How do we enable UART0 ( SOM pins 99/101) to talk to our GPS without interference from UEFI

Hi,

It sounds like you still not get the point.

First, I would like to address again. The boot process is UEFI->kernel. Most of use case should be done in kernel, not UEFI. Your case is this kind too.

What you got stuck is “UEFI does not let you pass”. The solution Kevin shared is we disable the UART0 in “UEFI” and still keep UART0 enabled in “Kernel”.

The reason we showed you there is a field called ““TBCDTB_FILE” in your board config is because this is where the UEFI reads the dtb.

UEFI has its own location to load dtb file and kernel has another location to read its dtb file. By default, these two are using same content. But now we want you to change it.

Your problem is you are still changing the content of both sides…

Could you understand what we try to say here? If you still not get it, I can share more examples…

Thanks for additional info Wayne. It is clear now what you are trying to say.

So far, no success with this method.

Here is my procedure…

Original dtb file: Linux_for_Tegra/kernel/dtb/tegra194-p3668-all-p3509-0000.dtb

Edited dtb file with UART0 disabled (status = “disable”;)

Linux_for_Tegra/kernel/dtb/tegra194-p3668-all-p3509-0000-uart0-disabled.dtb

Copied tegra194-p3668-all-p3509-0000-uart0-disabled.dtb to Linux_for_Tegra/bootloader

The result is that both files are in both directories

Then Edit the board file

Linux_for_Tegra/p3668.conf.common

change TBCDTB_FILE path to match the new dtb file created with UART0 disabled

DTB_FILE=tegra194-p3668-all-p3509-0000.dtb;

TBCDTB_FILE=tegra194-p3668-all-p3509-0000-uart0-disabled.dtb;

The flash the image to a device.

Questions

  1. do I need the full file path in TBCDTB_FILE. From Kevins post, I am guessing that it already looks in /bootloader/ directory for anything specified in TBCDTB_FILE

  2. should I delete the existing tegra194-p3668-all-p3509-0000.dtb file from /bootloader directory

  3. am I editing the correct board file. My initrd flash command is referencing p3509-0000+p3668-0001-qspi-emmc

Hi,

You can also check your flash log (those log printed on your host machine) and see which dtb is getting in use.

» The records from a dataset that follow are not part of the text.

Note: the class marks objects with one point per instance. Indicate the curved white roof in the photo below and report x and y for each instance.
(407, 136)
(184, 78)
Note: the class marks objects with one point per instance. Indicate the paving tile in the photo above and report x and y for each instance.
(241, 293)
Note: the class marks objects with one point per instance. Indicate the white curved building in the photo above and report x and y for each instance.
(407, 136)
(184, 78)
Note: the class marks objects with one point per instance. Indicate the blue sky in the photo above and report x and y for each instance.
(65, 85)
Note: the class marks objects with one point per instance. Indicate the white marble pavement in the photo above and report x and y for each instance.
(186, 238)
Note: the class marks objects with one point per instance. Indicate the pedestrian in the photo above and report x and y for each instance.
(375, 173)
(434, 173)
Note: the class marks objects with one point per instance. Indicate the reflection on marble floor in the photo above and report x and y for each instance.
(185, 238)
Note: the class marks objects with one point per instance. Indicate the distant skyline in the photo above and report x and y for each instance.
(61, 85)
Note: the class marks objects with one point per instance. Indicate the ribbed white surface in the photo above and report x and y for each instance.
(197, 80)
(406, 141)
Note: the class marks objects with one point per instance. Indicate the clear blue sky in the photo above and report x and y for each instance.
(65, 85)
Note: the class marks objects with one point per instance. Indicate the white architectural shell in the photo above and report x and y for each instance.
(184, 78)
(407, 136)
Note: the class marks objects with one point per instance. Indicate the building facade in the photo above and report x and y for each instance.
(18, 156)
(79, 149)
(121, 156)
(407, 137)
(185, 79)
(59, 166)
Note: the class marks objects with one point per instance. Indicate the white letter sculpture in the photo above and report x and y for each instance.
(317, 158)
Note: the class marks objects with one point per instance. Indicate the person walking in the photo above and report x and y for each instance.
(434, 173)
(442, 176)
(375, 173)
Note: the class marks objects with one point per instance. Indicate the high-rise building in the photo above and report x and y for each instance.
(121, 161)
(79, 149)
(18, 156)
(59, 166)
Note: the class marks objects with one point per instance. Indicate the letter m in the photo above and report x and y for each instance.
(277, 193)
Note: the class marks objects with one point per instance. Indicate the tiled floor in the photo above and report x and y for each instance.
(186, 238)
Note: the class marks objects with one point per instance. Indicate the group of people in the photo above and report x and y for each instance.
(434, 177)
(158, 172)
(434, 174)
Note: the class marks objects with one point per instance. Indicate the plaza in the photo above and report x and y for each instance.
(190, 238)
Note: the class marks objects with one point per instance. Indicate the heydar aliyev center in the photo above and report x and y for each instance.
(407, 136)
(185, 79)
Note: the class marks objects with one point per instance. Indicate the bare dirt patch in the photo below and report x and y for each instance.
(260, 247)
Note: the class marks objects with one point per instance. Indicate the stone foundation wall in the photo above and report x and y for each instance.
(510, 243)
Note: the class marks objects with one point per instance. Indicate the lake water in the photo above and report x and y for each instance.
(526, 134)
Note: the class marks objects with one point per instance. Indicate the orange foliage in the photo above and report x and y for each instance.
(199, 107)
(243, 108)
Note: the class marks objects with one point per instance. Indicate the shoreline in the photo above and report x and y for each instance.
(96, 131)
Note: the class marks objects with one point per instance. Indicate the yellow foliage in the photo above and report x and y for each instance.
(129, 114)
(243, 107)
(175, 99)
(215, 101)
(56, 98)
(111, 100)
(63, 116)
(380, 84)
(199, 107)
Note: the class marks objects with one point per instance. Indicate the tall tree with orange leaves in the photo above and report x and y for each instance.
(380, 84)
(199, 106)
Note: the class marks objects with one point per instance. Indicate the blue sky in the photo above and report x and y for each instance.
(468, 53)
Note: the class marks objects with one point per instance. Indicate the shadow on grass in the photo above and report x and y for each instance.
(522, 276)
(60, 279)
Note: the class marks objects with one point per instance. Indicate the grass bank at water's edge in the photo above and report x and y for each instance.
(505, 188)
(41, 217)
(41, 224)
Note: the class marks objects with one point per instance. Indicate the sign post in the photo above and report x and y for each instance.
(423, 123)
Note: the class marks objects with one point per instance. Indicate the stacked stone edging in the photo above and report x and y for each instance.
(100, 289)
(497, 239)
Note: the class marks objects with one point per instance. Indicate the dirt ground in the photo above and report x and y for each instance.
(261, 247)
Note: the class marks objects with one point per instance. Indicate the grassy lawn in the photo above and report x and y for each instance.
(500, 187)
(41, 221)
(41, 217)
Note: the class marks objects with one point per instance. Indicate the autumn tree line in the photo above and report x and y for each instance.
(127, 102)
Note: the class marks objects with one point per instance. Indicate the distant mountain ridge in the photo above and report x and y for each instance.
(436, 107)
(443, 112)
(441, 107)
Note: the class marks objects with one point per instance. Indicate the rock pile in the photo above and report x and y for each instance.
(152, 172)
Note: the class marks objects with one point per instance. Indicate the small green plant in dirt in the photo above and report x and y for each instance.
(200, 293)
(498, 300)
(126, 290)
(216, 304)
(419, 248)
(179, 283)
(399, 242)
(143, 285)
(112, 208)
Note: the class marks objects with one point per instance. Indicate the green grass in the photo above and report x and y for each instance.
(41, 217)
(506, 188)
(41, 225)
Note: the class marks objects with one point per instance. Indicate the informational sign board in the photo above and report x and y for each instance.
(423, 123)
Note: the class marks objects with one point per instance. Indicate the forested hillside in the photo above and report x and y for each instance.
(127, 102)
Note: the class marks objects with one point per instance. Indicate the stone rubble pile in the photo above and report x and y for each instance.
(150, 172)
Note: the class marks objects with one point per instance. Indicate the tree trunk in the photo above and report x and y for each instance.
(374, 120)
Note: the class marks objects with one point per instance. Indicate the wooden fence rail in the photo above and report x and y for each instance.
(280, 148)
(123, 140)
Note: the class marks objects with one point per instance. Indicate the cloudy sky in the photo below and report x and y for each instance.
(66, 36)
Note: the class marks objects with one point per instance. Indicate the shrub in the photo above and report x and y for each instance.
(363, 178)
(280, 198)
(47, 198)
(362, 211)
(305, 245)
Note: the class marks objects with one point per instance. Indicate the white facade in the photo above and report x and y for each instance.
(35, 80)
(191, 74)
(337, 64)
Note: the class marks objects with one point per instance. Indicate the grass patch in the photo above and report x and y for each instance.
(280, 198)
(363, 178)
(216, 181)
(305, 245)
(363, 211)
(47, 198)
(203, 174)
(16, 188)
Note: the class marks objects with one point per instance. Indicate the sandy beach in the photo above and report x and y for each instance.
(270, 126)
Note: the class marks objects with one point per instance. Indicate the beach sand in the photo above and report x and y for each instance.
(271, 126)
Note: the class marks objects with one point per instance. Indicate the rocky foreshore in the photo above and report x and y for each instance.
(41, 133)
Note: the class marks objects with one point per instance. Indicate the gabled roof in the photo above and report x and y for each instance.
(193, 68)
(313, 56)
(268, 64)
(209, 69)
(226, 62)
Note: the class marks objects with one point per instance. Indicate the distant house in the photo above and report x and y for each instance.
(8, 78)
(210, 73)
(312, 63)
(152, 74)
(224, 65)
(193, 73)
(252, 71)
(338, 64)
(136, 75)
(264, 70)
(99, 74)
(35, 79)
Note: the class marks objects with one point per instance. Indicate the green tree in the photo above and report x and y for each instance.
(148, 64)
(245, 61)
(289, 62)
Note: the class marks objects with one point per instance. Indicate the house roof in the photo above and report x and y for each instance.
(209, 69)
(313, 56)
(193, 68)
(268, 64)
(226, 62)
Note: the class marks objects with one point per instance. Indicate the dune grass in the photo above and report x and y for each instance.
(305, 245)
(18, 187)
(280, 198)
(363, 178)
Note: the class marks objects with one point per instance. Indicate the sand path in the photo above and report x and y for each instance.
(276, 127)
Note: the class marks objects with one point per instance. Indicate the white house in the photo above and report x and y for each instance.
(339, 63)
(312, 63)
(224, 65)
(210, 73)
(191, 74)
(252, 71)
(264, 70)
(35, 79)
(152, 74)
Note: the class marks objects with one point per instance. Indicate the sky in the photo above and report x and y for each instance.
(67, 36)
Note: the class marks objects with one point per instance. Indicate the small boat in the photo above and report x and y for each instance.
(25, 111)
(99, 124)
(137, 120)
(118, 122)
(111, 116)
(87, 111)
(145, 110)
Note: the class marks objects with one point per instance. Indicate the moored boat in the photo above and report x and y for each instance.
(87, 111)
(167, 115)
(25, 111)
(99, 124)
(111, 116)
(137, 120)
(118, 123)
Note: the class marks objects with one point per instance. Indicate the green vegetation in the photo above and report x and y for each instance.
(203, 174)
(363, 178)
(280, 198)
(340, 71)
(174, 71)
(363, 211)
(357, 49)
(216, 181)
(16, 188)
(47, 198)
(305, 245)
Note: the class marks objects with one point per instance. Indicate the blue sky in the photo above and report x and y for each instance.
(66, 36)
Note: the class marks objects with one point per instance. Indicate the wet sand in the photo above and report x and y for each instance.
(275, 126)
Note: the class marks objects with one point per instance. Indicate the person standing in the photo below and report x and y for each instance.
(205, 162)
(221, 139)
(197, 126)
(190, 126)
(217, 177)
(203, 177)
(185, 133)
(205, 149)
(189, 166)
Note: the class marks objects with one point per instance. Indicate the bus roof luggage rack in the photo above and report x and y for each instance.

Sorry, forgot to mention, your TBCDTB_FILE needs to give “bootloader” as prefix in path.

bootloader/tegra194-p3668-all-p3509-0000-uart0-disabled.dtb

And put file to Linux_for_Tegra/bootloader

Thank Wayne, the missing link was the bootloader path in the TBCDTB_FILE. I can confirm that this works, slow boot is now fixed.

regards, rapidproto

1 Like

This topic was automatically closed 14 days after the last reply. New replies are no longer allowed.